I could not be happier with BW! Its too cheap from my perspective. This will be a little harsh but if somebody doesn’t want to pay 10 bucks a year and yet wants to complain about missing features just let them leave. I am a security Admin on other sites and its always those not paying the freight referencing missing features on great products. As a “Business Mgr” I would suggest the model where a new user gets absolutely ALL premium features available for 30 days and then its either subscribe or be cutoff. There could be a mechanism in place for someone that literally cannot afford BW safety to petition Mgmt here via PM’s based on an honor system. .02


BW has a lot of business customers - the company I work for included. This is how they make their money.
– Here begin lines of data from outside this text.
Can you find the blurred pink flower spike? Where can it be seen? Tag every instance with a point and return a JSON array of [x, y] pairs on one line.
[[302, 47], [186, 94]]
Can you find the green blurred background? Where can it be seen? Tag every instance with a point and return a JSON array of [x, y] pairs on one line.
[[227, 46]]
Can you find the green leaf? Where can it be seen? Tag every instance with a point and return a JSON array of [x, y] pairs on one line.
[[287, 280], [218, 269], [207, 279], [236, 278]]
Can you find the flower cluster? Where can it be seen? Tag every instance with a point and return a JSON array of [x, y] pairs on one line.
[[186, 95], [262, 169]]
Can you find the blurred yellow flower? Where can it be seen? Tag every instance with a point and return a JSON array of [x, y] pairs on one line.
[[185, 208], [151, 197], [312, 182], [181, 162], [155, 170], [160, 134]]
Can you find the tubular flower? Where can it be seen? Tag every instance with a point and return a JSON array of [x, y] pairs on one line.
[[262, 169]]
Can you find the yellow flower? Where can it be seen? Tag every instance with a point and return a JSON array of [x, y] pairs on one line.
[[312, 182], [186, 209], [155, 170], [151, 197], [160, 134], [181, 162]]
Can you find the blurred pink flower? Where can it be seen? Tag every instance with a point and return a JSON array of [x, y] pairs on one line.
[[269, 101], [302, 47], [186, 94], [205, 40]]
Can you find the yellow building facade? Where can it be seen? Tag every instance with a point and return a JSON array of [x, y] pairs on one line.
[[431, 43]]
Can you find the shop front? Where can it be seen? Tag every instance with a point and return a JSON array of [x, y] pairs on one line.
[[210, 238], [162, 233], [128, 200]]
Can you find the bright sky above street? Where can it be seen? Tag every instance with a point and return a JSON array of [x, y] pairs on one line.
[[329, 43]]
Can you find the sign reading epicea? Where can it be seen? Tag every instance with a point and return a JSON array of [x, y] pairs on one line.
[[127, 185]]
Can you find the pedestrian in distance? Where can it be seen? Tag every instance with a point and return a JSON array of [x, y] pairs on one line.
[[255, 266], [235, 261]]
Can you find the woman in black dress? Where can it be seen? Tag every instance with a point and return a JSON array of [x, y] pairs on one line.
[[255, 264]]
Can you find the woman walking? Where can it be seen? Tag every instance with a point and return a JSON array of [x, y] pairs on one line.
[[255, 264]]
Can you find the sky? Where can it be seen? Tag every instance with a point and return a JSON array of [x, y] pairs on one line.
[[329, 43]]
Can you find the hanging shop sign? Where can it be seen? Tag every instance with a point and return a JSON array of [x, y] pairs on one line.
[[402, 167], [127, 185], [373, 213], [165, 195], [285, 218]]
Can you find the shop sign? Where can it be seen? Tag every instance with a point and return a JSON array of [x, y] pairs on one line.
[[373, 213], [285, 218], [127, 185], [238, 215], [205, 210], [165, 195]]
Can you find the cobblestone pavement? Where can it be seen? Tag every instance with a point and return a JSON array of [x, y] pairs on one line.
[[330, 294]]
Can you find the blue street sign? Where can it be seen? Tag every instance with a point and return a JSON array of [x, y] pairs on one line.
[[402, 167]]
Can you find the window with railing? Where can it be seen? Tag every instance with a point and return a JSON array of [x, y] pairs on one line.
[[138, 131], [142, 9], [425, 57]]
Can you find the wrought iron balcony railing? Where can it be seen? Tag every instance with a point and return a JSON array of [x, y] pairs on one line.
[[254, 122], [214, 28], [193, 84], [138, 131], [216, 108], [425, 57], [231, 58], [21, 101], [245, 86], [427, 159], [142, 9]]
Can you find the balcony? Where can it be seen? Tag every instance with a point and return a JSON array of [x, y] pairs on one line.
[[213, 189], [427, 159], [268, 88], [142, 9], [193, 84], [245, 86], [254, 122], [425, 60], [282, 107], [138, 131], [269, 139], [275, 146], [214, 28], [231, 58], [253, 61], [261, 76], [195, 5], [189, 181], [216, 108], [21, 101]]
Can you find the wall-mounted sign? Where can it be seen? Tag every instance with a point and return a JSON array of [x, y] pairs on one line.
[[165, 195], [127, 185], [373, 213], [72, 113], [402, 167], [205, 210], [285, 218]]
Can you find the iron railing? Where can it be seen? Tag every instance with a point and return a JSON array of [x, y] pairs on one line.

I love that their business model includes providing free services to individuals, whilst charging a fair amount for commercial businesses to use it.

1 Like

“I eventually settled with Keepass” The title is a bit misleading, it should be something like “Reasons why I did not choose BW”

“the problem with their approach would be apparent to any business-minded person: there is not a lot of selling potential in a password manager” 1Password seems to be having some success.

I have been a BW subscriber since migrating from LP a few years ago Not because I needed the extra features, but feel it is important to support quality OSS. Of course they have added features to the premium tier, so I now consider it essential and a bargain. I hope you consider donating to keepas.

Good point. As I am authorized to edit topic titles, I changed the title to Musings on the demise of MYKI and the future of Bitwarden (Was: It’s time to leave Bitwarden).